В поисках лермонтовской Москвы. К 200-летию со дня рождения М.Ю. Лермонтова - стр. 24
Мы поворотили направо и через ворота каменной стены, окружающей Китай-город, въехали в Зарядье. Так называются несколько улиц, составляющих часть Китая-города. Сии улицы так худы, что и в самой Пензе считались бы посредственными, и так узки, что две кареты никоим образом не могут в них разъехаться. При самом въезде в оные мое обоняние было поражено таким гнусным запахом, что и говорить очень гнусно…
Иногда идешь большою известною улицею и забываешь, что она московская, а думаешь, что находишься в каком-нибудь уездном городе. Часто в этих улицах встречаешь превосходные по красоте и огромности строения, а между ними такие, какие и в самом Чембаре почитались бы плохими и которые своею гнусностию умножают красоту здания, возле которого стоят. <…> Вообще, во всей Москве улицы узки. Самая широкая едва ли может равняться с чембарскою. Часто попадаются переулки такие гнусные, что и в самых концах Пензы невозможно таких найти».
Белинский, как видим, сумел разглядеть Москву с разных углов зрения: и с парадного подъезда, и с черного хода.
Но все же устоять перед Белокаменной будущий великий критик не смог: «Хотя Москва сначала и не нравится, <…> чем более в ней живешь, тем более ее узнаешь, тем более ею пленяешься.
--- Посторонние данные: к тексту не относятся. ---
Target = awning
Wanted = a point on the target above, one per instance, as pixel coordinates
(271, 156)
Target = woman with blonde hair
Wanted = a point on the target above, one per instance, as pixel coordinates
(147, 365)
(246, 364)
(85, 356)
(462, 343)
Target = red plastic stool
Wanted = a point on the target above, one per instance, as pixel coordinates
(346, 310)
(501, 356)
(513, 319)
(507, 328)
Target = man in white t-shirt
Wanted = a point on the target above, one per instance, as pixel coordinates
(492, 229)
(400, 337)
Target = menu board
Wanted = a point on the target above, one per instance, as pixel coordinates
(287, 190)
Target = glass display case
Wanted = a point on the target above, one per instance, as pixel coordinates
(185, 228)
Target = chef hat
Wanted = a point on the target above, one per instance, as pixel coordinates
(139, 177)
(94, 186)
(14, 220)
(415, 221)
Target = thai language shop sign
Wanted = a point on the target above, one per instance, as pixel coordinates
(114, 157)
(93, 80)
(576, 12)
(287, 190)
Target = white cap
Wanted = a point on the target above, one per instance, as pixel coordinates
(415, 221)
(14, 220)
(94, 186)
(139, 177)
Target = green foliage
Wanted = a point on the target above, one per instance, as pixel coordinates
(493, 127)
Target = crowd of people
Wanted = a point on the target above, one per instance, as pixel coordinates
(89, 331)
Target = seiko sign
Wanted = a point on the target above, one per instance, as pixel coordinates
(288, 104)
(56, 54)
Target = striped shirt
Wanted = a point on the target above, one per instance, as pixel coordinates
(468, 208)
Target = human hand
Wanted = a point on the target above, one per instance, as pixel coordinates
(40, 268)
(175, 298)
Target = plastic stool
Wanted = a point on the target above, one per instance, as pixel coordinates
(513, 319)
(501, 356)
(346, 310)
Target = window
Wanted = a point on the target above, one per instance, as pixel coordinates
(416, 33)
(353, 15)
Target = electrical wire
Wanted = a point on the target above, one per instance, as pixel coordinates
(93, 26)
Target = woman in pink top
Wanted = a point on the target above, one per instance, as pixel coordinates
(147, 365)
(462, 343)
Изо всех российских городов Москва есть истинный русский город, сохранивший свою национальную физиогномию, богатый историческими воспоминаниями, ознаменованный печатию священной древности, и зато нигде сердце русского не бьется так сильно, так радостно, как в Москве».
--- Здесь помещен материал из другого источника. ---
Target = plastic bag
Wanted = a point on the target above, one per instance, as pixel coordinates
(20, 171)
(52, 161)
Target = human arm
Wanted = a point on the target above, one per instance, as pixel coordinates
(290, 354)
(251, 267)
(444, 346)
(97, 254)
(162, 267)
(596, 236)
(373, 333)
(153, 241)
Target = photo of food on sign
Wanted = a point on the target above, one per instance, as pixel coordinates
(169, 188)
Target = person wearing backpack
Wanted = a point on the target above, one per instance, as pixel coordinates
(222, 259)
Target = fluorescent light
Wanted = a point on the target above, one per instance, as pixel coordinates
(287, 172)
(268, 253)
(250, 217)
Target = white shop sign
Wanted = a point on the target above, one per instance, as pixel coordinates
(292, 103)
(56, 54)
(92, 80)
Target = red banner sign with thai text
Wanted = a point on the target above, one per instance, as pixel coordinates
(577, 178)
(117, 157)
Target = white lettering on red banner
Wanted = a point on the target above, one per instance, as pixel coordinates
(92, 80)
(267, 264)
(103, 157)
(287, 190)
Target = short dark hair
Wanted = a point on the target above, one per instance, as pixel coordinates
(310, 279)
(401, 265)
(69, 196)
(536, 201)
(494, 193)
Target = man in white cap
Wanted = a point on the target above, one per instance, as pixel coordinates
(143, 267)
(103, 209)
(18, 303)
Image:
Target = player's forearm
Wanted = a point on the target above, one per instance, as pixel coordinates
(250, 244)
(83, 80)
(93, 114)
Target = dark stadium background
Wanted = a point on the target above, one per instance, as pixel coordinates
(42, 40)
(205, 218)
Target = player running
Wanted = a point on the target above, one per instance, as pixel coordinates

Завершаются московские заметки на приподнятой ноте: раздумья по поводу памятника Минину и Пожарскому на Красной площади звучат вдохновенно и поэтически, выдавая в их авторе призвание критика, будущего «неистового Виссариона»:
«Когда я прохожу мимо <…> монумента, когда я рассматриваю его, друзья мои, что со мною тогда делается! Какие священные минуты доставляет мне это изваяние! Волосы дыбом подымаются на голове моей, кровь быстро стремится по жилам, священным трепетом исполняется все существо мое, и холод пробегает по телу. «Вот, – думаю я, – вот два вечно сонных исполина веков, обессмертившие имена свои пламенною любовию к милой родине. Они всем жертвовали ей: имением, жизнию, кровию. Когда отечество их находилось на краю пропасти, когда поляки овладели матушкой Москвой, когда вероломный король их брал города русские, – они одни решились спасти ее, одни вспомнили, что в их жилах текла кровь русская. В сии священные минуты забыли все выгоды честолюбия, все расчеты подлой корысти – и спасли погибающую отчизну. Может быть, время сокрушит эту бронзу, но священные имена их не исчезнут в океане вечности. Поэт сохранит оные в вдохновенных песнях своих, скульптор в произведениях волшебного резца своего. Имена их бессмертны, как дела их. Они всегда будут воспламенять любовь к родине в сердцах своих потомков. Завидный удел! Счастливая участь!»